そもそも、森喜朗氏はもともと失言で有名でした。首相在任中、日本を「天皇を中心としている神の国」と表現して物議を醸した神の国発言をめぐる報道は、当時私は大学生でしたが、今でも鮮明に覚えています。

 他にも「子どもを一人も作らない女性を税金で面倒見るのはおかしい」という発言、自民党京都府連のパーティーでは「大阪はたんつぼ。金もうけだけを考えていて、公共心のない汚い町」など、過去の失言を探せば枚挙にいとまがありません。

 近しい議員たちからの話では、行き過ぎたリップサービス、過剰なファンサービスからくる発言だそうです。しかし、今の時代、マスメディアやインターネットを通じて拡散されることにより、「言葉」だけが無機質に独り歩きしてしまいます。そういう意味では森喜朗氏は、記者たちがその気になれば、いつでも問題発言というネタを見つけやすい人物といえるでしょう。

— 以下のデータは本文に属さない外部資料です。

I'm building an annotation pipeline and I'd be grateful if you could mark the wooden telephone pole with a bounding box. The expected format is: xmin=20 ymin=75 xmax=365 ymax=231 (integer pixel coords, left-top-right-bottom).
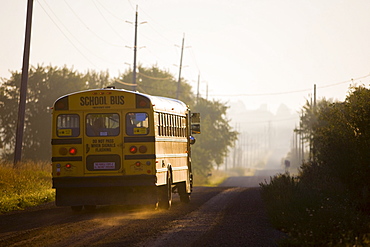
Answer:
xmin=14 ymin=0 xmax=33 ymax=167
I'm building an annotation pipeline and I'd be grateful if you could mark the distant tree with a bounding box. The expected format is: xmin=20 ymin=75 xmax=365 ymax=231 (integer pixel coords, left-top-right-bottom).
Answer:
xmin=301 ymin=86 xmax=370 ymax=209
xmin=115 ymin=66 xmax=237 ymax=176
xmin=193 ymin=98 xmax=238 ymax=176
xmin=0 ymin=66 xmax=109 ymax=160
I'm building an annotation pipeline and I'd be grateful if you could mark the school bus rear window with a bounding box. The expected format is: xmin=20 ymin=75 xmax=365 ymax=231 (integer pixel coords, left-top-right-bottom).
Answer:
xmin=126 ymin=112 xmax=149 ymax=136
xmin=57 ymin=114 xmax=80 ymax=137
xmin=86 ymin=113 xmax=120 ymax=136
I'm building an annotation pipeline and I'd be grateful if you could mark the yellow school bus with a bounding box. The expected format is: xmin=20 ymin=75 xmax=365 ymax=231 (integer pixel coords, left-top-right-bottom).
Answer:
xmin=51 ymin=87 xmax=200 ymax=211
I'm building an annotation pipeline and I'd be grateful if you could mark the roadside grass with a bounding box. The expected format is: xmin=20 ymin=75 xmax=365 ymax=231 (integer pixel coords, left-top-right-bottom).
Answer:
xmin=0 ymin=162 xmax=55 ymax=213
xmin=260 ymin=174 xmax=370 ymax=246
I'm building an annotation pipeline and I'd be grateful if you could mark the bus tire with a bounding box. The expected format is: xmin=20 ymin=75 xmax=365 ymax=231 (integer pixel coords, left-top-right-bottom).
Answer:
xmin=157 ymin=172 xmax=172 ymax=210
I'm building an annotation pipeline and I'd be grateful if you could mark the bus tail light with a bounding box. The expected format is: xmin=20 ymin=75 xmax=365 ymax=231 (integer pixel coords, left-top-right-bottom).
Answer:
xmin=130 ymin=146 xmax=137 ymax=154
xmin=59 ymin=148 xmax=68 ymax=155
xmin=69 ymin=148 xmax=77 ymax=155
xmin=139 ymin=146 xmax=148 ymax=153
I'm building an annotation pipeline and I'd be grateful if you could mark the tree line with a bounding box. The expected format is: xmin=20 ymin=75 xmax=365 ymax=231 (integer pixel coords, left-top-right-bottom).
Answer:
xmin=0 ymin=65 xmax=237 ymax=178
xmin=261 ymin=86 xmax=370 ymax=246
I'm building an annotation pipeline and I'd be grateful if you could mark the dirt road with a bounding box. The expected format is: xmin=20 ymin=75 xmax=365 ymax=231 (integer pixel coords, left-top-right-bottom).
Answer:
xmin=0 ymin=177 xmax=282 ymax=246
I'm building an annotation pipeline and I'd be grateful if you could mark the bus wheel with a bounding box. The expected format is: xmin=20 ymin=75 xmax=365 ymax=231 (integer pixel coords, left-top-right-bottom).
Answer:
xmin=177 ymin=182 xmax=190 ymax=203
xmin=71 ymin=206 xmax=82 ymax=212
xmin=84 ymin=205 xmax=96 ymax=211
xmin=157 ymin=173 xmax=172 ymax=209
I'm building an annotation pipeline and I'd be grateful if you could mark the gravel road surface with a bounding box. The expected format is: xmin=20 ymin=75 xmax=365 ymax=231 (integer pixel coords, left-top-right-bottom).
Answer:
xmin=0 ymin=176 xmax=284 ymax=246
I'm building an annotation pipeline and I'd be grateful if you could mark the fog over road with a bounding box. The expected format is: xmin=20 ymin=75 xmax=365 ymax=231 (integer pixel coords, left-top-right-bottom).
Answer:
xmin=0 ymin=176 xmax=283 ymax=246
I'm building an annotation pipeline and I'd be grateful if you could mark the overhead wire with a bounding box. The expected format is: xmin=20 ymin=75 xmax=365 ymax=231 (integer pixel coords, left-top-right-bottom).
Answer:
xmin=210 ymin=74 xmax=370 ymax=97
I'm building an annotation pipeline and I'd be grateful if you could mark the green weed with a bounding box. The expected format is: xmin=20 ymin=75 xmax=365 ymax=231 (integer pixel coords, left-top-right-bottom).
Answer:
xmin=260 ymin=174 xmax=370 ymax=246
xmin=0 ymin=162 xmax=55 ymax=213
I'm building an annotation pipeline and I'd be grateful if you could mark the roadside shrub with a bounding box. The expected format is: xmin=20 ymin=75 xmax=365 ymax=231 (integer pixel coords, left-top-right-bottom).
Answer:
xmin=0 ymin=162 xmax=55 ymax=213
xmin=260 ymin=170 xmax=370 ymax=246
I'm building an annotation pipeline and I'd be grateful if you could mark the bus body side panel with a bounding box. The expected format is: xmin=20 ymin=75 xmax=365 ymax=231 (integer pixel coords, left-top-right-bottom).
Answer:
xmin=156 ymin=137 xmax=189 ymax=185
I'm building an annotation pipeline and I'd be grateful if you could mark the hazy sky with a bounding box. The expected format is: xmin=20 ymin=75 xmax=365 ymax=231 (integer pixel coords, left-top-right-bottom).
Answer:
xmin=0 ymin=0 xmax=370 ymax=110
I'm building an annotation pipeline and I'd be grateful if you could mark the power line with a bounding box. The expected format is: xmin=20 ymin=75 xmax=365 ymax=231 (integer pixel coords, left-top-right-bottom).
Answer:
xmin=211 ymin=74 xmax=370 ymax=97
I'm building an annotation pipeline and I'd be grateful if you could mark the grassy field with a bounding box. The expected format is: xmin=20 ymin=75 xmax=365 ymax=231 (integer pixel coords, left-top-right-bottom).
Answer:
xmin=0 ymin=162 xmax=55 ymax=213
xmin=261 ymin=174 xmax=370 ymax=246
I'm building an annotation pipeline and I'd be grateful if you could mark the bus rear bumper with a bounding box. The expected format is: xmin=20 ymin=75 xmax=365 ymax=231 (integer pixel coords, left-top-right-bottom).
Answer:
xmin=53 ymin=175 xmax=157 ymax=206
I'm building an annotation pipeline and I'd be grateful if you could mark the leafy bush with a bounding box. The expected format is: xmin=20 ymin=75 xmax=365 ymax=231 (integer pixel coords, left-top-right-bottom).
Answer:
xmin=0 ymin=162 xmax=55 ymax=213
xmin=260 ymin=171 xmax=370 ymax=246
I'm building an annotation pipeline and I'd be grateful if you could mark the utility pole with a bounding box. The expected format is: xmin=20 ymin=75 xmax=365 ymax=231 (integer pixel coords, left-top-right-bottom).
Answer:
xmin=132 ymin=5 xmax=138 ymax=92
xmin=14 ymin=0 xmax=33 ymax=167
xmin=197 ymin=73 xmax=200 ymax=104
xmin=126 ymin=5 xmax=146 ymax=91
xmin=176 ymin=34 xmax=185 ymax=99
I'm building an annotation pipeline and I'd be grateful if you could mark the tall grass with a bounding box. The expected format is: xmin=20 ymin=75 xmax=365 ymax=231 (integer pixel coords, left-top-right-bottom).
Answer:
xmin=260 ymin=174 xmax=370 ymax=246
xmin=0 ymin=162 xmax=55 ymax=213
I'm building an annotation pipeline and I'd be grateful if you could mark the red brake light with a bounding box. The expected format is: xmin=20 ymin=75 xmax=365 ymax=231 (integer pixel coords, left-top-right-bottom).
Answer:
xmin=130 ymin=146 xmax=137 ymax=154
xmin=59 ymin=147 xmax=68 ymax=155
xmin=69 ymin=148 xmax=77 ymax=155
xmin=139 ymin=146 xmax=148 ymax=153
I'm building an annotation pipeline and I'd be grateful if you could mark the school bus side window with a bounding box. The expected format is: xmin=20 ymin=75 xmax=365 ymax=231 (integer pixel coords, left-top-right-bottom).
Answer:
xmin=86 ymin=113 xmax=119 ymax=136
xmin=126 ymin=112 xmax=149 ymax=136
xmin=57 ymin=114 xmax=80 ymax=137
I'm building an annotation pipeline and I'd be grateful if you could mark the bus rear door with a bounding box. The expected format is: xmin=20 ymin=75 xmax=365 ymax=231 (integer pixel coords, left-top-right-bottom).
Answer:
xmin=84 ymin=111 xmax=123 ymax=175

 今回の問題発言の件で私がまず疑問を抱いたのは「なぜ今のタイミングで報じられたのか?」です。会長職を続けて7年間、森会長が今日まで失言をしないで来られたはずがないのは、彼をよく知る関係者や記者たちも皆知っているはずです。これはオリンピックを中止させたいと思っている勢力が、今のタイミングで森氏をターゲットにしたのではないかと勘繰ってしまうのは私だけでしょうか。

 森氏をずっと会長職に置いておくことは確実にこのような問題が起こることを関係者は理解していたはずであり、その上で会長としての力を評価していたことの裏返しでもあるわけです。もちろん発言の内容は批判されるべきものであり、私の目から見てもこの発言で全てを失っても仕方がないレベルではあるとも思いますが、報道のタイミングなどについては、気味の悪さというか、違和感を覚えてしまいます。

思考停止の大衆心理で
一億総攻撃する病

 そして、またもや始まりましたと思ったのが「一人の人間に対する世の中の集中砲火」です。どこを見ても森氏を擁護するコメントは見つかりません。何なら、普段政治や時事ネタについてコメントをしない人までもが怒りのコメントを出しています。

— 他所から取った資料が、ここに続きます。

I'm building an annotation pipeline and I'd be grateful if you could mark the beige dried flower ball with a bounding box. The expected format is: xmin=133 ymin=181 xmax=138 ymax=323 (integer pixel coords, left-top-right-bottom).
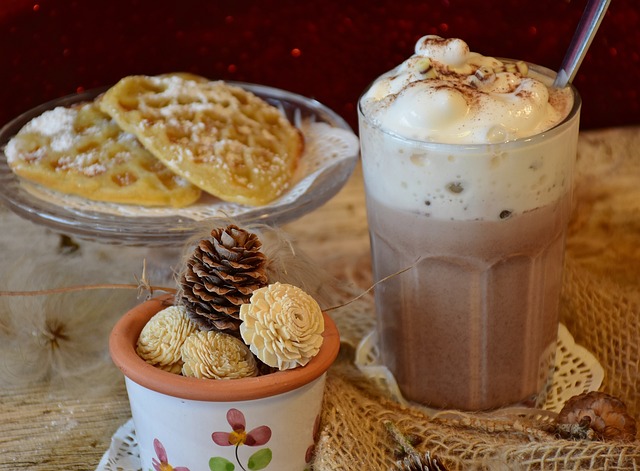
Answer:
xmin=182 ymin=330 xmax=258 ymax=379
xmin=136 ymin=306 xmax=197 ymax=374
xmin=240 ymin=283 xmax=324 ymax=370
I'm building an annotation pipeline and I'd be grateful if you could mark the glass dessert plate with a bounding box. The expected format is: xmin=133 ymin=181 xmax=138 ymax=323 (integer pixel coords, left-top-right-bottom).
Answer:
xmin=0 ymin=81 xmax=359 ymax=246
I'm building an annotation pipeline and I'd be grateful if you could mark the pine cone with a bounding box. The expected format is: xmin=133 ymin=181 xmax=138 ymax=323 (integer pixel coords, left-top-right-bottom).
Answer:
xmin=179 ymin=225 xmax=268 ymax=337
xmin=556 ymin=391 xmax=636 ymax=441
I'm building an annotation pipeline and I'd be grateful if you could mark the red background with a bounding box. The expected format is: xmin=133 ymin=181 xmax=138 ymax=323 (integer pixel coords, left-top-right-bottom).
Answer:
xmin=0 ymin=0 xmax=640 ymax=133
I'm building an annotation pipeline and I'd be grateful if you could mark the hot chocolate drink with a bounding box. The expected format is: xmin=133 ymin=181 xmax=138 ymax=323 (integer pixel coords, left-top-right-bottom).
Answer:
xmin=359 ymin=36 xmax=580 ymax=410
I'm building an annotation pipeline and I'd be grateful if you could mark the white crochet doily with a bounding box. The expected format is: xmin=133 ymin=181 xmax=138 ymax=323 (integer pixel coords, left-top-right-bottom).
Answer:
xmin=23 ymin=117 xmax=359 ymax=221
xmin=355 ymin=324 xmax=604 ymax=413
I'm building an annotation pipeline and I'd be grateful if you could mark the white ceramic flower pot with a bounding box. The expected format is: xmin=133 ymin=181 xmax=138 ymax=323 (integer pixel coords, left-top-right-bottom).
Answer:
xmin=109 ymin=296 xmax=340 ymax=471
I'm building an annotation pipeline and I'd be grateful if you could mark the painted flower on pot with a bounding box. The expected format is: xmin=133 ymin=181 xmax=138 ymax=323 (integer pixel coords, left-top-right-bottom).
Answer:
xmin=151 ymin=438 xmax=189 ymax=471
xmin=209 ymin=409 xmax=272 ymax=471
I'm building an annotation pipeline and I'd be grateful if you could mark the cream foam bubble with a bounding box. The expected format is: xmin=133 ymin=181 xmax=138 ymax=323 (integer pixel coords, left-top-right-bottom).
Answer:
xmin=359 ymin=36 xmax=579 ymax=220
xmin=361 ymin=36 xmax=571 ymax=144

 繰り返しますが、明らかに森氏の発言は今の世の中には到底受け入れられるものではありません。だからこそ、このことになら自分も声を大にして批判できる、という心理が働いているような気がしてなりません。「女性蔑視」という今のグローバルスタンダードの視点からもジェンダーの視点からもNGであるこの発言だけに注目し、後のことは何も考えずに批判をしまくるということは、思考停止以外の何物でもありません。